Collapsing gas supplies and rocketing prices have sparked recession warnings for the German economy, Europe’s largest and raised fears of energy shortages and rationing going into the cold season.
After being forced to bail out the utility Uniper when it became an early casualty of the gas crisis, Scholz’s government will have to amend newly introduced energy reforms, sources told the Reuters news agency on Wednesday.
Scholz has called for Germans to steel themselves for rising bills and his government has urged them to make energy savings wherever possible, such as taking shorter showers.
“This is now a moment where we have to stand together as a country.
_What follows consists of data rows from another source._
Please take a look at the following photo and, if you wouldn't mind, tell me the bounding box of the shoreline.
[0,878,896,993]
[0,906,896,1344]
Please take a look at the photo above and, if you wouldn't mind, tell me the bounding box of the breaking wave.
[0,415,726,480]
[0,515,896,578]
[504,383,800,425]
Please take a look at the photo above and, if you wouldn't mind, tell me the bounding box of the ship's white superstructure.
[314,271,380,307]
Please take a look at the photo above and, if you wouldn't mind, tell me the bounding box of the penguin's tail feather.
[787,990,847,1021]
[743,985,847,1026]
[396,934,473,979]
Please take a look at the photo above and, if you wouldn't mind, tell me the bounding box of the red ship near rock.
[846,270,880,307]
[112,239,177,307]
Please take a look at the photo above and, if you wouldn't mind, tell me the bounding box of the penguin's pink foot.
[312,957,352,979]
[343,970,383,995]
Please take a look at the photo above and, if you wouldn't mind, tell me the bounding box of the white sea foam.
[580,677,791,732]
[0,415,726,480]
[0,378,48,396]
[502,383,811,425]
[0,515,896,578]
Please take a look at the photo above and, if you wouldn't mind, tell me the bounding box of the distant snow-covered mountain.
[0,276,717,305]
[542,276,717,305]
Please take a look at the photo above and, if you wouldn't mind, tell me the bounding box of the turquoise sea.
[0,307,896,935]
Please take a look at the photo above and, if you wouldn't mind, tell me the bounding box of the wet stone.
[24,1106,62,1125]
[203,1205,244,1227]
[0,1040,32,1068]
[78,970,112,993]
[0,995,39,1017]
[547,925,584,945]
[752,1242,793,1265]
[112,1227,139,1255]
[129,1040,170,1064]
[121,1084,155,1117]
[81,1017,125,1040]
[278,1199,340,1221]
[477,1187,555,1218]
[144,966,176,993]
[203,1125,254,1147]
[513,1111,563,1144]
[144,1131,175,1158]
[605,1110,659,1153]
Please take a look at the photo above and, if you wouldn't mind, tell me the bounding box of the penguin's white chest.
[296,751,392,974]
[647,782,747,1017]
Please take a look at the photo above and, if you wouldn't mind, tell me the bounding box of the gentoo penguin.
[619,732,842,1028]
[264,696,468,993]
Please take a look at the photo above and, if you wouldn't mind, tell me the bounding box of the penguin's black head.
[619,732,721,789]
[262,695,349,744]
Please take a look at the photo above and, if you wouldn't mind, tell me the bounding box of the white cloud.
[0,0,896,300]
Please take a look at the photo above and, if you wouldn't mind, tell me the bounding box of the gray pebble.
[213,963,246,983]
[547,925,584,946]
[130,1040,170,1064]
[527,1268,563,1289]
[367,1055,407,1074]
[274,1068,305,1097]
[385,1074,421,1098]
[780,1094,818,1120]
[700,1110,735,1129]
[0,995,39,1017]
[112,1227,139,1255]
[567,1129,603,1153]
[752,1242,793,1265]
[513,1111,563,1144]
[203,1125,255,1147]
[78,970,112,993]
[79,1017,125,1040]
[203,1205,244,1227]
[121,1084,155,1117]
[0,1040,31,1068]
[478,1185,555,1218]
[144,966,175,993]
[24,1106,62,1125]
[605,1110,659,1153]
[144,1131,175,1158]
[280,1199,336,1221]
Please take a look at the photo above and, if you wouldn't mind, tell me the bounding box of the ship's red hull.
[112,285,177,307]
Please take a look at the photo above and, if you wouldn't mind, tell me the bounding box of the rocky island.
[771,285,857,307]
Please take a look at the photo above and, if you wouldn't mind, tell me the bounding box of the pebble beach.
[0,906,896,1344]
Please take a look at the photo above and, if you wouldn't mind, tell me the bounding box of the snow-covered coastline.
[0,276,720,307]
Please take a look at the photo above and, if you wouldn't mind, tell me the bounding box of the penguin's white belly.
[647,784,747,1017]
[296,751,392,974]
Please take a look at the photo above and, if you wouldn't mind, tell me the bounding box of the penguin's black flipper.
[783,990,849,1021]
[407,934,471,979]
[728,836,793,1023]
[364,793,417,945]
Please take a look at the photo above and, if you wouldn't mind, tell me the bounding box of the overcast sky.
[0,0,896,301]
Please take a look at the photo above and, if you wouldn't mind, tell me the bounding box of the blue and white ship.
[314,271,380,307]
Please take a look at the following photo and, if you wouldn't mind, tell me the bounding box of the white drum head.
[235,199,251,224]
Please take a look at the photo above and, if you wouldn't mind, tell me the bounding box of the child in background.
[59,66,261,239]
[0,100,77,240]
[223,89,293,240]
But it is also a moment where we can show what we are capable of,” he said.
But he chose not to address questions about his Social Democrat predecessor, former Chancellor Gerhard Schroeder, who has become increasingly derided in Germany for his pro-Russian views and friendship with President Vladimir Putin.
Schroeder said Russia was ready for a negotiated settlement to end the war in an interview published on Wednesday, after travelling to Russia to meet Putin last week.
Putin told Schroeder that Nord Stream 2 could provide 27 billion cubic metres of gas to Europe by the end of the year if allowed to operate, Peskov said.
“Putin explained everything in detail, and the former chancellor asked if it was possible to use Nord Stream 2 in a critical situation,” Peskov said. “Putin was not the initiator, Putin did not offer to turn it on, but Putin said that it is technologically possible and this complex mechanism is ready for instant use.”
Scholz signalled that Nord Stream 2 would not be used as an alternative. “We have terminated the approval process, for good reason,” Scholz said. “There is sufficient capacity at Nord Stream 1, there is no lack.”
Scholz also said it “can make sense” for Germany to keep its three remaining nuclear power plants running beyond a planned shutdown at the end of 2022, a policy U-turn that has gained support given the risk of a total Russian gas cut-off in the northern hemisphere winter.
In total, the nuclear fleet accounts for six percent of Germany’s electricity output.
The government has said it will await the outcome of a new “stress test” of the national electric grid before determining whether to stick with the long-planned phaseout.